Right here, we design an iron-copper bimetallic nanoagent (NMCuA) loaded with an IDO1 inhibitor (NLG919) and surface-modified with BBB cells concentrating on peptide angiopep-2 (Ang) (Scheme 1). Bimetallic nanoagent can degrade within the excessive ATP setting of tumor tissues. The launched Fe3+ is transformed to Fe2+ below the discount of tannic acid, after which Fe2+ collaborates with Cu2+ to catalyze tumor endogenous H2O2 and produce a considerable amount of •OH [37]. In the meantime, Cu2+ depletes GSH by chelating Cys, additional resulting in the buildup of LPO [38]. As well as, IDO1 inhibitor NLG919 can inhibit the conversion of Trp to Kyn, thereby stopping the downstream metabolites of KYN from scavenging ROS and additional synergizing with the nanocatalytic impact of Fe3+/Cu2+ to amplify intracellular oxidative stress.
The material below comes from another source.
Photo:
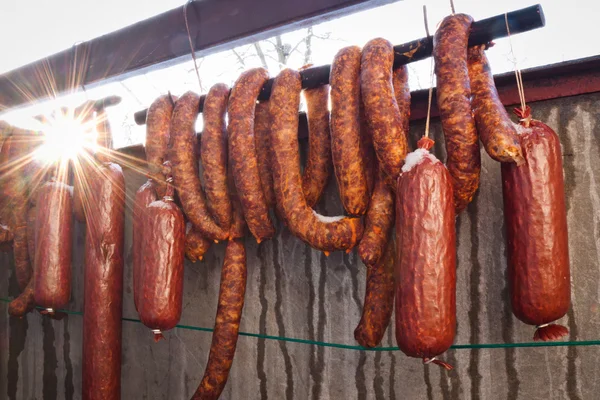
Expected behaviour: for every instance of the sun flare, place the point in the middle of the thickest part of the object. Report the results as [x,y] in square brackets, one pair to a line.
[65,138]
However, NLG919 exerts an immunomodulating impact in tumor cells, relieving Tregs-related immune brakes and in flip activating cytotoxic T cells [39]. In vivo experiments, NMCuA nanoagent confirmed sturdy tumor-killing immunity, not solely reversing the tumor immunosuppressive microenvironment, but additionally successfully inhibiting established GL261 tumors. Furthermore, when mixed with immune checkpoint blockers (ICB), NMCuA nanoagent are in a position to suppress tumor recurrence. Collectively, this work highlights the potential of bimetallic nanodrugs to amplify nanocatalytic-mediated immunotherapy of glioblastoma by interfering with tumor metabolism.